You indicate column names when you set up the stream, as in the following example, which creates a stream with the column names "customer_id," "customer_name," "contact_name," "address," "city," "postal_code," and "country." These columns will be assigned data from the first five columns found in the Key Value pairs file.

The following example sets up a server called "KVReaderServer", then creates and sets a schema called "SCHEMA_KEY_VALUE". It then creates a foreign stream to parse columns called ts, accountNumber, sourceIP, destIP, and customerID from a file in /opt/sqlstream/5.1.0.14245/s-Server/ParserFiles/. To parse JSON over other input/output systems, such as Kafka, Kinesis, a network socket, a WebSocket, HTTP or AMQP, you would need to specify options for these formats.

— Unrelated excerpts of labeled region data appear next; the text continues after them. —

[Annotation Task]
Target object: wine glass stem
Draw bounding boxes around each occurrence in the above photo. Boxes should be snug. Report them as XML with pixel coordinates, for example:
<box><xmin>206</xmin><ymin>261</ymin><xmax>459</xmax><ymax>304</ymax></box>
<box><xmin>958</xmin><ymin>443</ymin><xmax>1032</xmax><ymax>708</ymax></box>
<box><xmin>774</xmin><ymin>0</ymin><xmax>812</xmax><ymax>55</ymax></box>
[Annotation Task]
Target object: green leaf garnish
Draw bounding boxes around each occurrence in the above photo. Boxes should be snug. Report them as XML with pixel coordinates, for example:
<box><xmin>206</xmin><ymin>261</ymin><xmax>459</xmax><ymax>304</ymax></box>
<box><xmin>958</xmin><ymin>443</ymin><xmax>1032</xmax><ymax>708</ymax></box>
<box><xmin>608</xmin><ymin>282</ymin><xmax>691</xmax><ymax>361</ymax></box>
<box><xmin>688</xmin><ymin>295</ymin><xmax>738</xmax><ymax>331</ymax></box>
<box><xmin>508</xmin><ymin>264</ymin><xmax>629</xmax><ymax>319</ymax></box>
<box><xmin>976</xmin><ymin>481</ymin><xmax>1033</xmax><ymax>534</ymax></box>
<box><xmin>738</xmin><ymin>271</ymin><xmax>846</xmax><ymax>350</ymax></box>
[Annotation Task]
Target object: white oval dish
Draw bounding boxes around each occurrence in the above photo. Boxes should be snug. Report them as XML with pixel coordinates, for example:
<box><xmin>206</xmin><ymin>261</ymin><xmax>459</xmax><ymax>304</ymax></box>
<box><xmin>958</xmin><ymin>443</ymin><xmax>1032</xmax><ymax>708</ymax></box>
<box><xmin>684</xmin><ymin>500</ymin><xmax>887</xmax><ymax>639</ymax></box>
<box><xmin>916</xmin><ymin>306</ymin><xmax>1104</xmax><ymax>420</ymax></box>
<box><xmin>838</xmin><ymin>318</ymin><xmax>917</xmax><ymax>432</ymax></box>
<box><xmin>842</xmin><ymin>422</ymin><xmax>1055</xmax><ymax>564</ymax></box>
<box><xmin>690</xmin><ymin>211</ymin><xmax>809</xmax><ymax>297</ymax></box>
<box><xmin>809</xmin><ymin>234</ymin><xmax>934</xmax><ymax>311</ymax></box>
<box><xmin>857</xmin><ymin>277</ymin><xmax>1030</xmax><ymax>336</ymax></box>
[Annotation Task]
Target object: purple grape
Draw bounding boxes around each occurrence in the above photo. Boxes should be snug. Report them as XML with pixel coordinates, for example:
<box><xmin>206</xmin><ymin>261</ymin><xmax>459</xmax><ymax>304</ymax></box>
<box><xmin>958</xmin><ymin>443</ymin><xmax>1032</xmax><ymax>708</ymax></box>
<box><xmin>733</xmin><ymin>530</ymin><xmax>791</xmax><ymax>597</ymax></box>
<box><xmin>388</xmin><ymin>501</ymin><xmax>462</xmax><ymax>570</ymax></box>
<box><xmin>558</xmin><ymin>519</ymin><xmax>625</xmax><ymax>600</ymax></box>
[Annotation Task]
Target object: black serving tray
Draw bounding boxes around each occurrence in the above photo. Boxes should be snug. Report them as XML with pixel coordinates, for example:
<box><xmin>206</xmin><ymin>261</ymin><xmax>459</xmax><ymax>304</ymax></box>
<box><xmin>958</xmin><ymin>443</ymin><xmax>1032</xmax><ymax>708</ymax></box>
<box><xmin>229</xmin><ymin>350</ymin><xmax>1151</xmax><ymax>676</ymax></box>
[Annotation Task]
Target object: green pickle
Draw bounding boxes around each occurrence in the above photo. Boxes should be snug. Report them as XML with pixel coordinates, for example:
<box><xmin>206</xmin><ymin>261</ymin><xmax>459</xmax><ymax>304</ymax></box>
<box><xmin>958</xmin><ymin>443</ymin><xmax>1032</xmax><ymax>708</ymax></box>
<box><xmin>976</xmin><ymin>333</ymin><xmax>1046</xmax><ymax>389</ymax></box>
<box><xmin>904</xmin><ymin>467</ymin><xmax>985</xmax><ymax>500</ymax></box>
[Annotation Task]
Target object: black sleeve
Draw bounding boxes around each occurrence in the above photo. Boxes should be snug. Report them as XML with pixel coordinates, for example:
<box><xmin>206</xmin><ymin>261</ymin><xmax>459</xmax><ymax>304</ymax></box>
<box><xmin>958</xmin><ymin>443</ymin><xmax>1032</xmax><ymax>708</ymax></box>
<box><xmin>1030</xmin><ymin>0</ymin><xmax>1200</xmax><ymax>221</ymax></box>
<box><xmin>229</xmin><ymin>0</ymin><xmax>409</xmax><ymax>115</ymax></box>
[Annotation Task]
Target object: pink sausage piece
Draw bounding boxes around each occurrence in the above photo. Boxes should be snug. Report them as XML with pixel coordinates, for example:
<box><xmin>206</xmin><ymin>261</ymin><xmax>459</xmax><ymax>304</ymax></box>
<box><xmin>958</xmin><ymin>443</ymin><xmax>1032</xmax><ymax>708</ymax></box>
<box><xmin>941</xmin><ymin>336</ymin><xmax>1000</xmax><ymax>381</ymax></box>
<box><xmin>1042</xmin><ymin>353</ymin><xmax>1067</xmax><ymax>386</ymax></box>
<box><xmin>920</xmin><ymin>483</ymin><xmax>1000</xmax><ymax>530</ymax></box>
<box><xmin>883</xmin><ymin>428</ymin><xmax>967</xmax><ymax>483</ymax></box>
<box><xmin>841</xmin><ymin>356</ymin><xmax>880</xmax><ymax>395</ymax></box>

CREATE OR REPLACE SCHEMA "SCHEMA_KEY_VALUE";
SET SCHEMA 'SCHEMA_KEY_VALUE';
CREATE OR REPLACE SERVER "KVReaderServer" TYPE 'FILE'
FOREIGN DATA WRAPPER ECDA;
CREATE OR REPLACE FOREIGN STREAM KeyValueStreamExample
(CUSTOMER_ID INTEGER,
CUSTOMER_NAME VARCHAR(32),
CONTACT_NAME VARCHAR(32),
ADDRESS VARCHAR(32),
CITY VARCHAR(32),
POSTAL_CODE VARCHAR(32),
COUNTRY VARCHAR(32))
--Columns for the new stream
--These map to the key values in the file
SERVER "KVReaderServer"
OPTIONS
(directory '/tmp/',
filename_pattern 'workload_kv',
parser 'KV',
character_encoding 'UTF-8',
STATIC_FILES 'true');

To actually begin reading from the file, use a statement along the lines of

SELECT STREAM * from KeyValueStreamExample as t;

Foreign Stream Options for Parsing Key Values

Option Definition
PARSER This needs to be KV.
QUOTE_CHARACTER Lets you specify a different quote character, such as a single quote ('). Default is double quote (").
KEY_VALUE_SEPARATOR_CHARACTER Lets you specify the character that connects keys and values. Default is equals symbol (=)
SEPARATOR Lets you specify a character that separates key-value pairs. Default is comma (,).
ROW_SEPARATOR Lets you specify a character that splits lines in the key-value source. Default is \n.